The relief that Defendant seeks is not available. First, the plea agreement (Doc. 29) contains no provisions for concurrent or consecutive sentences. Cf. United States v. Apodaca, 393 F. App'x 561, 561 (10th Cir. 2010) ("the record is devoid of any such promises"). The Clerk's sentencing minutes note that Plaintiff did not oppose concurrent sentences (Doc. 47), but the record reflects no prior express agreement on this point between the parties. See id. Furthermore, the record reflects no agreement between the parties or statement by the Court regarding credit against Defendant's sentence. See id.; and see United States v. Werner, 317 F.3d 1168, 1170 (10th Cir. 2003) (noting Court's duty to examine promises and Defendant's reasonable understanding of promises). Because the plea agreement does not contain the promises or agreed terms that are alleged by Defendant, there can be no breach of such alleged promises.

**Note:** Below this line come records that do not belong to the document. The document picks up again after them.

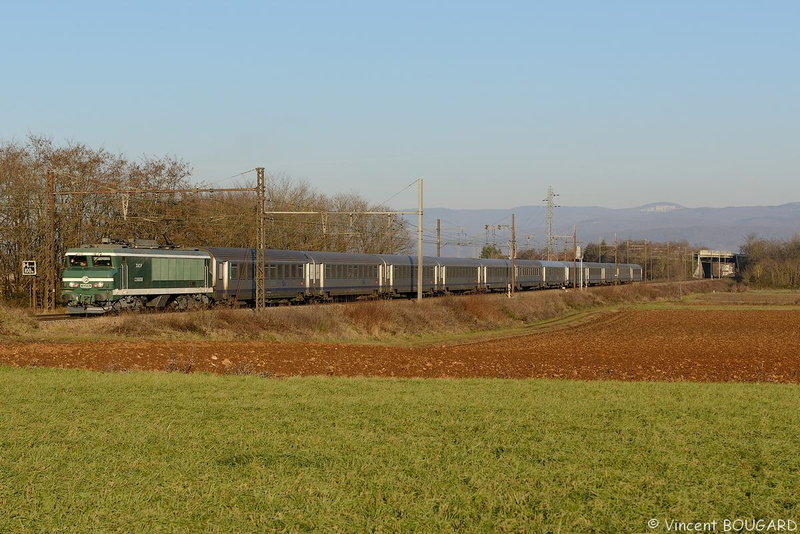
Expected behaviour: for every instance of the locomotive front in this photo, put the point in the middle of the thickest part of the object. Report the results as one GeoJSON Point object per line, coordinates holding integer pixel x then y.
{"type": "Point", "coordinates": [88, 282]}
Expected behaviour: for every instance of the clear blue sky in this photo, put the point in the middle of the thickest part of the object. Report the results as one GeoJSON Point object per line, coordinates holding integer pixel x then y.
{"type": "Point", "coordinates": [613, 103]}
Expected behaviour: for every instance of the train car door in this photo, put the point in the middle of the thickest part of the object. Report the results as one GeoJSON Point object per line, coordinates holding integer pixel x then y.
{"type": "Point", "coordinates": [222, 275]}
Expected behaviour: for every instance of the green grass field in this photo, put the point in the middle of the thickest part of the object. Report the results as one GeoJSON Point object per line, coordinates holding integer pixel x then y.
{"type": "Point", "coordinates": [155, 452]}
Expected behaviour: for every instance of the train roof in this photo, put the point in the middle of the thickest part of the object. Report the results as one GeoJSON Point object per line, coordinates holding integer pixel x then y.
{"type": "Point", "coordinates": [122, 250]}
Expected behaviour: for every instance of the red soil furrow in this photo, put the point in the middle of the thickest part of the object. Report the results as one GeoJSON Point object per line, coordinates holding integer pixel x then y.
{"type": "Point", "coordinates": [664, 345]}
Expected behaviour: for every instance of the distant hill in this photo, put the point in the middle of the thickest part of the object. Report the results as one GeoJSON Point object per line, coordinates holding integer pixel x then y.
{"type": "Point", "coordinates": [712, 228]}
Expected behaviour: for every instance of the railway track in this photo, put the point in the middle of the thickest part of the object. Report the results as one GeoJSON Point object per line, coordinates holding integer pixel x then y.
{"type": "Point", "coordinates": [56, 317]}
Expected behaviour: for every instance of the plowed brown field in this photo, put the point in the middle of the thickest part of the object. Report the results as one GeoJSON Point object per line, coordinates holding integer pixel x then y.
{"type": "Point", "coordinates": [707, 345]}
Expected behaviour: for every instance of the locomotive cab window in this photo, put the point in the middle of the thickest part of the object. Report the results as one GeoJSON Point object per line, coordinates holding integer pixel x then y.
{"type": "Point", "coordinates": [78, 261]}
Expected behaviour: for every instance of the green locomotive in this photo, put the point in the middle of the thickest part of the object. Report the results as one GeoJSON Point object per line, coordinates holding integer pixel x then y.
{"type": "Point", "coordinates": [103, 278]}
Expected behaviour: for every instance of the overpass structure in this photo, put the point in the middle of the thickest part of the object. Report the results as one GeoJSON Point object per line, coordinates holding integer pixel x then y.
{"type": "Point", "coordinates": [716, 264]}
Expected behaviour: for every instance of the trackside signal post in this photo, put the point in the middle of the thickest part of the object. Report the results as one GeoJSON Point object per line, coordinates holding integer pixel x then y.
{"type": "Point", "coordinates": [29, 269]}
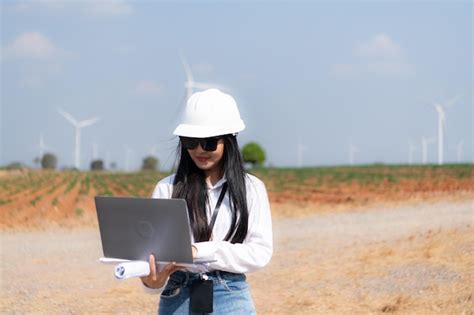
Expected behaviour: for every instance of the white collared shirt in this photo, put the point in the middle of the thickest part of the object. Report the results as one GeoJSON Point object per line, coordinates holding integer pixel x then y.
{"type": "Point", "coordinates": [256, 250]}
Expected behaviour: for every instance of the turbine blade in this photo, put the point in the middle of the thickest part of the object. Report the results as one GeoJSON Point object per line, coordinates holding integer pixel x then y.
{"type": "Point", "coordinates": [187, 69]}
{"type": "Point", "coordinates": [88, 122]}
{"type": "Point", "coordinates": [68, 117]}
{"type": "Point", "coordinates": [451, 102]}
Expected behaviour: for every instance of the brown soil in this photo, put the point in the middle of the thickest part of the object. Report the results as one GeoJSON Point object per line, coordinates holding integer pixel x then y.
{"type": "Point", "coordinates": [406, 260]}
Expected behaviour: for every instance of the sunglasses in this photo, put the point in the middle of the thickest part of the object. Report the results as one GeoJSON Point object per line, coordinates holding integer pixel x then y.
{"type": "Point", "coordinates": [208, 144]}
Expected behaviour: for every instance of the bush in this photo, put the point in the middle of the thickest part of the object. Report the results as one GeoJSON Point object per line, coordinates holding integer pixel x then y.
{"type": "Point", "coordinates": [253, 153]}
{"type": "Point", "coordinates": [97, 165]}
{"type": "Point", "coordinates": [49, 161]}
{"type": "Point", "coordinates": [150, 163]}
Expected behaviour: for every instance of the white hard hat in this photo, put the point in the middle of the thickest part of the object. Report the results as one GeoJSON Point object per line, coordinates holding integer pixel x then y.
{"type": "Point", "coordinates": [210, 113]}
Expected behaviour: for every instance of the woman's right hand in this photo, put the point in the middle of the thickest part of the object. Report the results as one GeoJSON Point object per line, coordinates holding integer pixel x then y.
{"type": "Point", "coordinates": [156, 280]}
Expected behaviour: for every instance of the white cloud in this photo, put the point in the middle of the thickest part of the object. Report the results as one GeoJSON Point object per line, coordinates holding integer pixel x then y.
{"type": "Point", "coordinates": [34, 58]}
{"type": "Point", "coordinates": [108, 8]}
{"type": "Point", "coordinates": [95, 8]}
{"type": "Point", "coordinates": [203, 68]}
{"type": "Point", "coordinates": [381, 46]}
{"type": "Point", "coordinates": [380, 56]}
{"type": "Point", "coordinates": [31, 45]}
{"type": "Point", "coordinates": [148, 89]}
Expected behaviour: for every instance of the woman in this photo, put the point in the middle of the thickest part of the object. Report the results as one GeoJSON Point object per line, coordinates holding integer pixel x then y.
{"type": "Point", "coordinates": [228, 210]}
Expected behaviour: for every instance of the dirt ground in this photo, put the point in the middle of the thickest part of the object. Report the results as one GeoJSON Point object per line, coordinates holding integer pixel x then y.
{"type": "Point", "coordinates": [405, 258]}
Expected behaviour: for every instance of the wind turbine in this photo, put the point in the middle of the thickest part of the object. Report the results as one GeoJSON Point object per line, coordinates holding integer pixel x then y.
{"type": "Point", "coordinates": [424, 148]}
{"type": "Point", "coordinates": [190, 84]}
{"type": "Point", "coordinates": [78, 125]}
{"type": "Point", "coordinates": [95, 151]}
{"type": "Point", "coordinates": [300, 149]}
{"type": "Point", "coordinates": [460, 151]}
{"type": "Point", "coordinates": [411, 150]}
{"type": "Point", "coordinates": [42, 146]}
{"type": "Point", "coordinates": [352, 151]}
{"type": "Point", "coordinates": [440, 109]}
{"type": "Point", "coordinates": [153, 150]}
{"type": "Point", "coordinates": [129, 153]}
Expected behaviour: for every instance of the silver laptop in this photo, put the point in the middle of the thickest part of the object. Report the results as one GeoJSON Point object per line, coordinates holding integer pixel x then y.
{"type": "Point", "coordinates": [134, 228]}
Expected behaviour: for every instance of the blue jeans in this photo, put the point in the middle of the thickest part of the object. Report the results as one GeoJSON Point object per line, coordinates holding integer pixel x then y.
{"type": "Point", "coordinates": [231, 294]}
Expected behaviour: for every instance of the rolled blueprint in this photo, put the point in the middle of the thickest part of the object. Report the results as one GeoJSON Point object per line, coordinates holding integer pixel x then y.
{"type": "Point", "coordinates": [132, 269]}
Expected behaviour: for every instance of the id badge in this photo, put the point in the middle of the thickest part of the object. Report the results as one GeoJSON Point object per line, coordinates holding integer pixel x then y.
{"type": "Point", "coordinates": [202, 296]}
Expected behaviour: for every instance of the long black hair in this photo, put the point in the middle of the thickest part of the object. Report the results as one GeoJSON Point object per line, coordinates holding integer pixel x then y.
{"type": "Point", "coordinates": [190, 184]}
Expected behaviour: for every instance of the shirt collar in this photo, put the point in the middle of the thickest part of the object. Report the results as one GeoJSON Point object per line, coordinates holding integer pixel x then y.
{"type": "Point", "coordinates": [219, 183]}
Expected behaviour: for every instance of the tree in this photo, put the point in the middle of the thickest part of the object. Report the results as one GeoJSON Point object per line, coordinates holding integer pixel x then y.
{"type": "Point", "coordinates": [49, 161]}
{"type": "Point", "coordinates": [97, 165]}
{"type": "Point", "coordinates": [253, 153]}
{"type": "Point", "coordinates": [150, 163]}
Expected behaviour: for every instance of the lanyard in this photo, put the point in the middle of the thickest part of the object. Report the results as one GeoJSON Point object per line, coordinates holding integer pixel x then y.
{"type": "Point", "coordinates": [218, 205]}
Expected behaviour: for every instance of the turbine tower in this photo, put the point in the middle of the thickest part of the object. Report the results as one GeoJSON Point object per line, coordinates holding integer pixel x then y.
{"type": "Point", "coordinates": [411, 150]}
{"type": "Point", "coordinates": [440, 109]}
{"type": "Point", "coordinates": [352, 151]}
{"type": "Point", "coordinates": [424, 148]}
{"type": "Point", "coordinates": [77, 125]}
{"type": "Point", "coordinates": [42, 146]}
{"type": "Point", "coordinates": [190, 84]}
{"type": "Point", "coordinates": [460, 151]}
{"type": "Point", "coordinates": [95, 151]}
{"type": "Point", "coordinates": [300, 149]}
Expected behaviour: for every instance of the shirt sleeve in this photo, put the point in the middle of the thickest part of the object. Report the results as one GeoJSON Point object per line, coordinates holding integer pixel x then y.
{"type": "Point", "coordinates": [257, 249]}
{"type": "Point", "coordinates": [162, 190]}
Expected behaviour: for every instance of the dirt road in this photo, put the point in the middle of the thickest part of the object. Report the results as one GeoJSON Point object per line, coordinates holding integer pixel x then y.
{"type": "Point", "coordinates": [408, 259]}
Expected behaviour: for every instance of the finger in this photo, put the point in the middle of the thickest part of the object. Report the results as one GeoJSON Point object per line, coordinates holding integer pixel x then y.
{"type": "Point", "coordinates": [170, 268]}
{"type": "Point", "coordinates": [152, 267]}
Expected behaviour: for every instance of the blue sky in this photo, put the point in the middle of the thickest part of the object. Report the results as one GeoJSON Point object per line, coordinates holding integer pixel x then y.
{"type": "Point", "coordinates": [317, 74]}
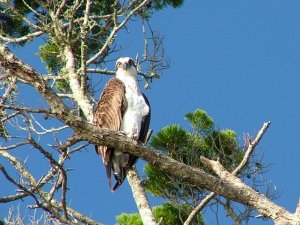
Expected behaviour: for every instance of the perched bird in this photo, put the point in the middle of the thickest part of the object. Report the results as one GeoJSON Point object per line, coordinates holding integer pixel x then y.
{"type": "Point", "coordinates": [122, 107]}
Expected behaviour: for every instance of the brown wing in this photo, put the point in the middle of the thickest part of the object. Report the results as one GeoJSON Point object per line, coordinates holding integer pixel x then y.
{"type": "Point", "coordinates": [108, 114]}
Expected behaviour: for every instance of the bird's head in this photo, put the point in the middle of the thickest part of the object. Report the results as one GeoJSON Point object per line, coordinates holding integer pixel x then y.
{"type": "Point", "coordinates": [126, 65]}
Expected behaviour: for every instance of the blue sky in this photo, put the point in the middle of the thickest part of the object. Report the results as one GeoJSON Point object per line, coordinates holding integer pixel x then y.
{"type": "Point", "coordinates": [239, 61]}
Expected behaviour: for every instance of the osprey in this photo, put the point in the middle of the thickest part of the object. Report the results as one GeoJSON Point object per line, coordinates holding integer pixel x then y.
{"type": "Point", "coordinates": [122, 107]}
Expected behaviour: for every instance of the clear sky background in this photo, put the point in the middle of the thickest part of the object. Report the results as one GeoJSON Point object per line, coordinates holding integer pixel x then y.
{"type": "Point", "coordinates": [238, 60]}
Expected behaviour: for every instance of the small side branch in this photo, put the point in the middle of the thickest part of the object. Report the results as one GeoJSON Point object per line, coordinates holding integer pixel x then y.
{"type": "Point", "coordinates": [235, 172]}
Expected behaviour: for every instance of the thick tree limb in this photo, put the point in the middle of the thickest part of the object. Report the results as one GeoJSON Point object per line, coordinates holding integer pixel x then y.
{"type": "Point", "coordinates": [235, 172]}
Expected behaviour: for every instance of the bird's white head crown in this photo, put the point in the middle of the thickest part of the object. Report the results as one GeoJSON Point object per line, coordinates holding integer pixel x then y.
{"type": "Point", "coordinates": [126, 64]}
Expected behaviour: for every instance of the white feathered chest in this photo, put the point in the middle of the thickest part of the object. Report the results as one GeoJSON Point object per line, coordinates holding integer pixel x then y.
{"type": "Point", "coordinates": [136, 108]}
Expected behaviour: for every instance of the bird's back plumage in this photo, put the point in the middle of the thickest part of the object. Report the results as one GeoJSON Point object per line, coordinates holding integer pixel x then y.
{"type": "Point", "coordinates": [109, 114]}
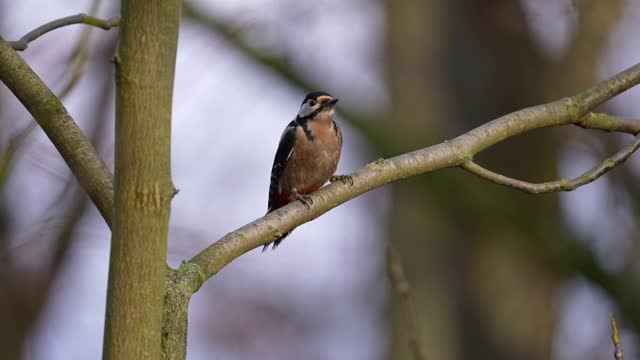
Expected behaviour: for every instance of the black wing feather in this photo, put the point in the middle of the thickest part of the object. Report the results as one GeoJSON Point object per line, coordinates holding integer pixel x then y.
{"type": "Point", "coordinates": [287, 141]}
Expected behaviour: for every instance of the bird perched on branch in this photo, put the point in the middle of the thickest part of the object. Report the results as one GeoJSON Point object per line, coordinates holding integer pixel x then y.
{"type": "Point", "coordinates": [307, 155]}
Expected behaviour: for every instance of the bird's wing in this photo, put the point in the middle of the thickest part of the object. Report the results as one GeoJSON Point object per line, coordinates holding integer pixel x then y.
{"type": "Point", "coordinates": [285, 147]}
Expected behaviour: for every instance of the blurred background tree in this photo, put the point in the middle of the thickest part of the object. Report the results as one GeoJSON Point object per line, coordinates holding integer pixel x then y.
{"type": "Point", "coordinates": [494, 273]}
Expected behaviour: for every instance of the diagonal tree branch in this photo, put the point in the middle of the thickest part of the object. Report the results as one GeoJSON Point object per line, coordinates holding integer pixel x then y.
{"type": "Point", "coordinates": [24, 41]}
{"type": "Point", "coordinates": [455, 152]}
{"type": "Point", "coordinates": [77, 151]}
{"type": "Point", "coordinates": [559, 185]}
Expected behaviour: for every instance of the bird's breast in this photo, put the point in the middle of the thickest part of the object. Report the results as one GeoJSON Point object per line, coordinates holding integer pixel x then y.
{"type": "Point", "coordinates": [313, 159]}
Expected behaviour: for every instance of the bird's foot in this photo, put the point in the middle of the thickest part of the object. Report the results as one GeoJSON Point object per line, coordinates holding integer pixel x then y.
{"type": "Point", "coordinates": [346, 179]}
{"type": "Point", "coordinates": [304, 199]}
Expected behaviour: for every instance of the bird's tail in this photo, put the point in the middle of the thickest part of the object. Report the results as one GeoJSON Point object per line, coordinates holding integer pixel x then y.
{"type": "Point", "coordinates": [276, 242]}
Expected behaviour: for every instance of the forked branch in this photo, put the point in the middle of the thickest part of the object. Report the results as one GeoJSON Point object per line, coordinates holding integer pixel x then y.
{"type": "Point", "coordinates": [453, 153]}
{"type": "Point", "coordinates": [559, 185]}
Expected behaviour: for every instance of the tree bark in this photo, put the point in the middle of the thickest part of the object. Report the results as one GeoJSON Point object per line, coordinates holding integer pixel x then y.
{"type": "Point", "coordinates": [145, 67]}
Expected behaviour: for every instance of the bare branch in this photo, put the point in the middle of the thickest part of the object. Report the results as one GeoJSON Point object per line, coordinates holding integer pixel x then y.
{"type": "Point", "coordinates": [455, 152]}
{"type": "Point", "coordinates": [609, 123]}
{"type": "Point", "coordinates": [24, 41]}
{"type": "Point", "coordinates": [77, 151]}
{"type": "Point", "coordinates": [559, 185]}
{"type": "Point", "coordinates": [617, 353]}
{"type": "Point", "coordinates": [402, 288]}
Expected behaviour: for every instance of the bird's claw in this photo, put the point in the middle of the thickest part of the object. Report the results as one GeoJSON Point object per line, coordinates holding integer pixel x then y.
{"type": "Point", "coordinates": [306, 200]}
{"type": "Point", "coordinates": [346, 179]}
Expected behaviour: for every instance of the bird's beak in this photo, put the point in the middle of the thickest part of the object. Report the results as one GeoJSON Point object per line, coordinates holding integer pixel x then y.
{"type": "Point", "coordinates": [332, 102]}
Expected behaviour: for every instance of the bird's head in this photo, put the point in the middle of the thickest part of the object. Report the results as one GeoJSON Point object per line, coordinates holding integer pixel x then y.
{"type": "Point", "coordinates": [316, 103]}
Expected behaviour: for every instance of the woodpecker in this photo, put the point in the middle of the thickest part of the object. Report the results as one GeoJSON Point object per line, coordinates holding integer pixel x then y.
{"type": "Point", "coordinates": [307, 155]}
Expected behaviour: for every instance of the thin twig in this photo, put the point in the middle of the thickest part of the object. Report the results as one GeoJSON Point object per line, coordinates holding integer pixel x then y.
{"type": "Point", "coordinates": [609, 123]}
{"type": "Point", "coordinates": [559, 185]}
{"type": "Point", "coordinates": [617, 353]}
{"type": "Point", "coordinates": [24, 41]}
{"type": "Point", "coordinates": [402, 288]}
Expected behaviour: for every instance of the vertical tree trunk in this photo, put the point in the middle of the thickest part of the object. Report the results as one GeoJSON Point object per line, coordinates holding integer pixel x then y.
{"type": "Point", "coordinates": [143, 188]}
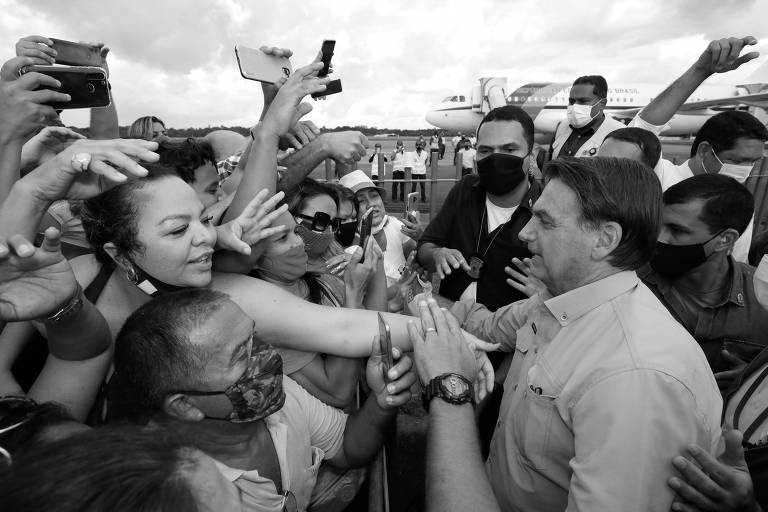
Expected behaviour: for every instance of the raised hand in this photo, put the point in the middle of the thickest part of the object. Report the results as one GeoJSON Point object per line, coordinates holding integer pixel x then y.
{"type": "Point", "coordinates": [522, 280]}
{"type": "Point", "coordinates": [722, 55]}
{"type": "Point", "coordinates": [708, 484]}
{"type": "Point", "coordinates": [34, 282]}
{"type": "Point", "coordinates": [109, 163]}
{"type": "Point", "coordinates": [254, 225]}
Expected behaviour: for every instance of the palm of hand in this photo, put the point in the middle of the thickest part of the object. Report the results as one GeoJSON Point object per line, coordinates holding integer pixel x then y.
{"type": "Point", "coordinates": [35, 286]}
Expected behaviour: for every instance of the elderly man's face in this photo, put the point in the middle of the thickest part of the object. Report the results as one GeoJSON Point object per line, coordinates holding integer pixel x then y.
{"type": "Point", "coordinates": [561, 247]}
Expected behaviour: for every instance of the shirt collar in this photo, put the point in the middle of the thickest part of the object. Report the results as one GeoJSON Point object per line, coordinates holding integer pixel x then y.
{"type": "Point", "coordinates": [576, 303]}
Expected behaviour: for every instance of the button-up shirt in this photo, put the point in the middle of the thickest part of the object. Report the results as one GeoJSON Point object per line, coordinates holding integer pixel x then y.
{"type": "Point", "coordinates": [736, 323]}
{"type": "Point", "coordinates": [604, 388]}
{"type": "Point", "coordinates": [305, 432]}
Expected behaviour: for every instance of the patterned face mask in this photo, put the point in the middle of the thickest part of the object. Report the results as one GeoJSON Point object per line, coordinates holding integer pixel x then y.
{"type": "Point", "coordinates": [258, 392]}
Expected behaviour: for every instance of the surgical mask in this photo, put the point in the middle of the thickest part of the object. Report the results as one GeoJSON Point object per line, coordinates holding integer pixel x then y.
{"type": "Point", "coordinates": [580, 116]}
{"type": "Point", "coordinates": [346, 233]}
{"type": "Point", "coordinates": [736, 171]}
{"type": "Point", "coordinates": [676, 260]}
{"type": "Point", "coordinates": [259, 390]}
{"type": "Point", "coordinates": [286, 267]}
{"type": "Point", "coordinates": [499, 173]}
{"type": "Point", "coordinates": [760, 282]}
{"type": "Point", "coordinates": [315, 243]}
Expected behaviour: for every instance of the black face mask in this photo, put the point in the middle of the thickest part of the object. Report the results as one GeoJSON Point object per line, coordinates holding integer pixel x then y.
{"type": "Point", "coordinates": [500, 173]}
{"type": "Point", "coordinates": [676, 260]}
{"type": "Point", "coordinates": [345, 235]}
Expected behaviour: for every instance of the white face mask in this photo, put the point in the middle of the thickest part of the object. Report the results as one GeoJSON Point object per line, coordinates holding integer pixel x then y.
{"type": "Point", "coordinates": [738, 172]}
{"type": "Point", "coordinates": [760, 281]}
{"type": "Point", "coordinates": [579, 115]}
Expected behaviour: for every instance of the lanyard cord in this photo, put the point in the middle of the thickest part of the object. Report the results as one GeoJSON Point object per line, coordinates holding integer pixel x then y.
{"type": "Point", "coordinates": [743, 402]}
{"type": "Point", "coordinates": [498, 231]}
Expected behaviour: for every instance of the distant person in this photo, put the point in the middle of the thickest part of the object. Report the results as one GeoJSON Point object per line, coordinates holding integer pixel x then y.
{"type": "Point", "coordinates": [419, 161]}
{"type": "Point", "coordinates": [147, 128]}
{"type": "Point", "coordinates": [374, 160]}
{"type": "Point", "coordinates": [694, 275]}
{"type": "Point", "coordinates": [586, 125]}
{"type": "Point", "coordinates": [467, 155]}
{"type": "Point", "coordinates": [398, 170]}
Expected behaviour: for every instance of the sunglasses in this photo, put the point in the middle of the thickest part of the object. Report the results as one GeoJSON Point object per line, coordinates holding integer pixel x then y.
{"type": "Point", "coordinates": [321, 221]}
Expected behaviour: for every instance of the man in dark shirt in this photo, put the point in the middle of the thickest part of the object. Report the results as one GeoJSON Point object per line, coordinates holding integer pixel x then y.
{"type": "Point", "coordinates": [695, 277]}
{"type": "Point", "coordinates": [474, 236]}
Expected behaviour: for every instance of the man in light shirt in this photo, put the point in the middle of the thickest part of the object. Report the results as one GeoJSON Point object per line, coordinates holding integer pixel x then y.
{"type": "Point", "coordinates": [604, 385]}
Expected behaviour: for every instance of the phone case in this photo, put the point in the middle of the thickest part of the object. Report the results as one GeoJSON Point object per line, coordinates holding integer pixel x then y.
{"type": "Point", "coordinates": [76, 54]}
{"type": "Point", "coordinates": [257, 65]}
{"type": "Point", "coordinates": [87, 86]}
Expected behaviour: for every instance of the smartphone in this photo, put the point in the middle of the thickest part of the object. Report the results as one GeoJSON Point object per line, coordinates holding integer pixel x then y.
{"type": "Point", "coordinates": [327, 50]}
{"type": "Point", "coordinates": [410, 203]}
{"type": "Point", "coordinates": [76, 54]}
{"type": "Point", "coordinates": [366, 223]}
{"type": "Point", "coordinates": [87, 85]}
{"type": "Point", "coordinates": [256, 65]}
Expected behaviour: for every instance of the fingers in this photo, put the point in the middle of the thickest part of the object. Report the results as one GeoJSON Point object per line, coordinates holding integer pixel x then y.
{"type": "Point", "coordinates": [20, 246]}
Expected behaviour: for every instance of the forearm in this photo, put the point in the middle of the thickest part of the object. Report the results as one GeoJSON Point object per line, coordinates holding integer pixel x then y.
{"type": "Point", "coordinates": [301, 163]}
{"type": "Point", "coordinates": [452, 443]}
{"type": "Point", "coordinates": [260, 172]}
{"type": "Point", "coordinates": [104, 124]}
{"type": "Point", "coordinates": [22, 211]}
{"type": "Point", "coordinates": [365, 431]}
{"type": "Point", "coordinates": [665, 105]}
{"type": "Point", "coordinates": [10, 163]}
{"type": "Point", "coordinates": [80, 336]}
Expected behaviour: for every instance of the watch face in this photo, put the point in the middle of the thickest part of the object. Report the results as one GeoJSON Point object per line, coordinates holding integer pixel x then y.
{"type": "Point", "coordinates": [454, 387]}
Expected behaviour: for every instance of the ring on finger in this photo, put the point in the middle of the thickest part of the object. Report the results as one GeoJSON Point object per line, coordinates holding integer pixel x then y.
{"type": "Point", "coordinates": [81, 161]}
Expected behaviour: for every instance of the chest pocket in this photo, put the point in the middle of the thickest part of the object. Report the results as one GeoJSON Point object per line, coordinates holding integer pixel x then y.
{"type": "Point", "coordinates": [536, 418]}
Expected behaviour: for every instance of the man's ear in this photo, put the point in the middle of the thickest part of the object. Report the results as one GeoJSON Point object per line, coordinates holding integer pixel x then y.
{"type": "Point", "coordinates": [179, 406]}
{"type": "Point", "coordinates": [726, 240]}
{"type": "Point", "coordinates": [608, 239]}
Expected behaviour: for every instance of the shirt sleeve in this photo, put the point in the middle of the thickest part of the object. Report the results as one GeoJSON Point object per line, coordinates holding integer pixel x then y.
{"type": "Point", "coordinates": [326, 424]}
{"type": "Point", "coordinates": [628, 427]}
{"type": "Point", "coordinates": [500, 326]}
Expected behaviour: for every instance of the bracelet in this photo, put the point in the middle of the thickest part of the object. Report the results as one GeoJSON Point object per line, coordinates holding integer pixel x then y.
{"type": "Point", "coordinates": [72, 307]}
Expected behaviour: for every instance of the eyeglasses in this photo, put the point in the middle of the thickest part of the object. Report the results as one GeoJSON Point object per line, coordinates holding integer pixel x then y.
{"type": "Point", "coordinates": [321, 221]}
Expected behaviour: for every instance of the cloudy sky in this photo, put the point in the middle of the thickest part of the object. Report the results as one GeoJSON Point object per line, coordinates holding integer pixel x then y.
{"type": "Point", "coordinates": [175, 58]}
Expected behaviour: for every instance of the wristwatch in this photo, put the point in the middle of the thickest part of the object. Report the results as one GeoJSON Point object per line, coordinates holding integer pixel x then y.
{"type": "Point", "coordinates": [451, 387]}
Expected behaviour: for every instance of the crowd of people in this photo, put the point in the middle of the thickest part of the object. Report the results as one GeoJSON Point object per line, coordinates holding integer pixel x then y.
{"type": "Point", "coordinates": [195, 324]}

Furthermore, and alternatively, as Plaintiff correctly asserts, the Attorney General, through the Bureau of Prisons, has the responsibility of administering a federal sentence, including computation of credit for pretrial incarceration. See United States v. Jenkins, 38 F.3d 1143, 1144 (10th Cir. 1994) ("only the Attorney General through the Bureau of Prisons has the power to grant sentence credit") (citing United States v. Wilson, 503 U.S. 329, 333, 337 (1992). The district court in the district where Defendant is confined has jurisdiction under 28 U.S.C. § 2241 to review the computation of his sentence, after exhaustion of the BOP's administrative remedies. See Wilson, 503 U.S. at 335-36; Bennett v. United States Parole Comm'n, 83 F.3d 324, 328 (10th Cir. 1996). Because there was no breach and the requested credit cannot be effectively granted, see Jenkins, 38 F.3d at 1144, the Court will deny the motion.
IT IS THEREFORE ORDERED that Defendant's Motion for Relief from a Breach of Plea Agreement (Doc. 50) filed on December 9, 2011, is DENIED; and the Clerk is directed to mail a copy of this order to Defendant at the address shown on the envelope (Doc. 50, p. 6).